Arte: a Finalborgo una doppia personale di Bertolazzi e Lanfranco

di Claudio Almanzi – Proseguono a Finalborgo i preparativi per una Eugenio Lanfranco operasorta di stupenda doppia personale dedicata a Giuseppe Bertolazzi ed Eugenio Lanfranco. Si tratta di un nuovo importante appuntamento proposto dal Comune di Finale all’Oratorio de’ Disciplinanti: “Due artisti a confronto: Bertolbep, omaggio a Giuseppe Bertolazzi / Ianuae Sapientiae, opere di Eugenio Lanfranco” è il titolo dell’iniziativa curatoriale di Daniele Decia ed Armando D’Amaro.

“Giuseppe Bertolazzi ed Eugenio Lanfranco insieme? Sì -dicono i due curatori- Così diversi ma accomunati da passione per l’arte, estrema sensibilità e ‘crescita’ nella stessa grande fucina: Albisola. Beppe, nato a Torino nel 1933, vi giunse in bicicletta – ‘come se l’avessi rubata al vento, su e giù… e sono arrivato’ – più per gioco che per scelta cosciente, Morirà a Savona nel 2001. Poeta, ceramista e pittore -utilizzava con fantasia materiali diversi- fu anche, precorrendo arti ‘nuove’, performer: ad Albisola ricordano ‘Bertolbep’, come si era ribattezzato, talvolta fasciato da carta stagnola, altra proporsi come tappeto sul pavimento di un salotto, o ancora spargere notizia sull’arrivo di una astronave alla sua ricerca”.

Eugenio Lanfranco nasce invece a Savona nel 1953. Laureato in medicina lascia la professione per dedicarsi alla ceramica e dalla metà degli anni Ottanta inizia a collaborare con la manifattura ceramica albisolese “Fabbrica Casa Museo Giuseppe Mazzotti 1903” di proprietà di Bepi Mazzotti e del figlio Tullio. “L’arte – di Lanfranco- concludono Decia e D’Amaro- è più ‘interiore’, scorre tra Occidente e Oriente, tra Alchimia e Zen. Il creare ceramica, con i quattro elementi ed in tre fasi d’opera, ha qualcosa di alchemico: la terra è impastata con l’acqua, asciugata dall’aria e cristallizzata dal fuoco purificante.

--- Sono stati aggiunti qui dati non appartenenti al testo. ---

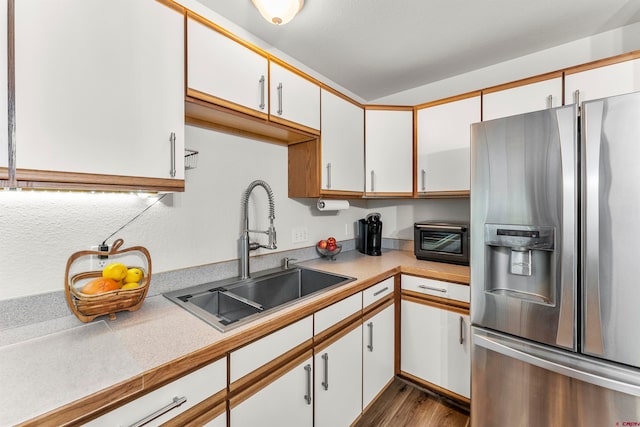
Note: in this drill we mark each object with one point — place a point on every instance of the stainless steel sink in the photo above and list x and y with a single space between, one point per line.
227 304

Lanfranco ‘plasma’ eliminando il superfluo per giungere, in ottica zen, al ‘contenitore’ di tutte le cose: in queste ceramiche vi sono chiavi o serrature perché le porte -Ianuae Sapientiae- sono simbolo del passaggio per transitare dall’ignoranza alla conoscenza, un viaggio alla ricerca dell’anima segreta delle cose”.

La mostra, che verrà inaugurata domenica 19 gennaio (alle 17e 30) sarà visitabile tutti i giorni fino al 23 febbraio (dalle ore 15 alle 20).